Fonti dell’IDF hanno riferito al Times of Israel che tra i morti c’era Ramzi Ramadan Abd Ali Salah, comandante delle forze navali di Hamas nel nord della Striscia, insieme ad altri dirigenti del movimento.

Centinaia di palestinesi sono stati uccisi nelle ultime settimane mentre cercavano disperatamente cibo: affollavano i convogli saccheggiati, le distribuzioni delle Nazioni Unite o i punti gestiti dalla Gaza Humanitarian Foundation, una controversa organizzazione privata sostenuta da Stati Uniti e Israele, attiva da un mese.

Sabato, il gabinetto di sicurezza israeliano ha autorizzato la ripresa dei convogli umanitari diretti nel nord di Gaza, dove la crisi è più grave. La decisione è stata osteggiata dai partiti dell’estrema destra al governo, che sostengono che gli aiuti verranno comunque requisiti da Hamas e che non dovrebbe entrare nulla nella Striscia.

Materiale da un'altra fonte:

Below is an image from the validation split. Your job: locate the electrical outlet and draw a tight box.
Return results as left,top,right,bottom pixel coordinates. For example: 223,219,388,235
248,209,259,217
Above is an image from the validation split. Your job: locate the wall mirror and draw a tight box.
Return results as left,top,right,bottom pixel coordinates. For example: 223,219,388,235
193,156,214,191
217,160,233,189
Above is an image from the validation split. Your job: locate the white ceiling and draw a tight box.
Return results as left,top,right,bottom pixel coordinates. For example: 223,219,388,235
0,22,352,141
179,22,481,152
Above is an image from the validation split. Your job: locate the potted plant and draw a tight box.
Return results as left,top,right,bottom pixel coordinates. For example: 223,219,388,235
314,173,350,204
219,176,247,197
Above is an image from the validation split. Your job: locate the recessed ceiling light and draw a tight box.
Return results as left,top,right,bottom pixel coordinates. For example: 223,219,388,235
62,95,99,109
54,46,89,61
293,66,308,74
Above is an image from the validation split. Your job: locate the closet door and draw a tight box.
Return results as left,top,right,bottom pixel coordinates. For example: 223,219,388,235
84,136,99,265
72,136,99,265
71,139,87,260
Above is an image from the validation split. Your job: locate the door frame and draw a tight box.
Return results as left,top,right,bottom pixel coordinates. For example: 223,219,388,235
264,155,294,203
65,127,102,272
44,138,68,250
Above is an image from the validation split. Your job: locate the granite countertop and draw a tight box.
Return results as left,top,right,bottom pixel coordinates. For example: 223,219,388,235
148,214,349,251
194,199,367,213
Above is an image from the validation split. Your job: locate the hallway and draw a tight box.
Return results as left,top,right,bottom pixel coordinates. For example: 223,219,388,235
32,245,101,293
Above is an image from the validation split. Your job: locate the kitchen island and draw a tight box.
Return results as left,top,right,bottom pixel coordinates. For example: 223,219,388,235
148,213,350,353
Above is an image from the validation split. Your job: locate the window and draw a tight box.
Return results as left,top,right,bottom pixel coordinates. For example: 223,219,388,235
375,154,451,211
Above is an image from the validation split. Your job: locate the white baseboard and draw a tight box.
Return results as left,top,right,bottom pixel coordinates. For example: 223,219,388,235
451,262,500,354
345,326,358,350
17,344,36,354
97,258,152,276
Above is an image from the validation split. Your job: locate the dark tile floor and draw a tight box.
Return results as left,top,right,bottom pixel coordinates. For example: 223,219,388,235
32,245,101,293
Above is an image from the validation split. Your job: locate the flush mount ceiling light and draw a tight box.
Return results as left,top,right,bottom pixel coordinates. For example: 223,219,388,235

Domenica, il leader di un gruppo armato palestinese rivale di Hamas – accusato di aver saccheggiato aiuti – ha ammesso in un’intervista alla radio pubblica israeliana di coordinarsi con l’esercito israeliano.

«Li informiamo, ma le azioni militari le conduciamo autonomamente», ha dichiarato Yasser Abu Shabab a Makan, l’emittente in lingua araba dell’emittente pubblica israeliana.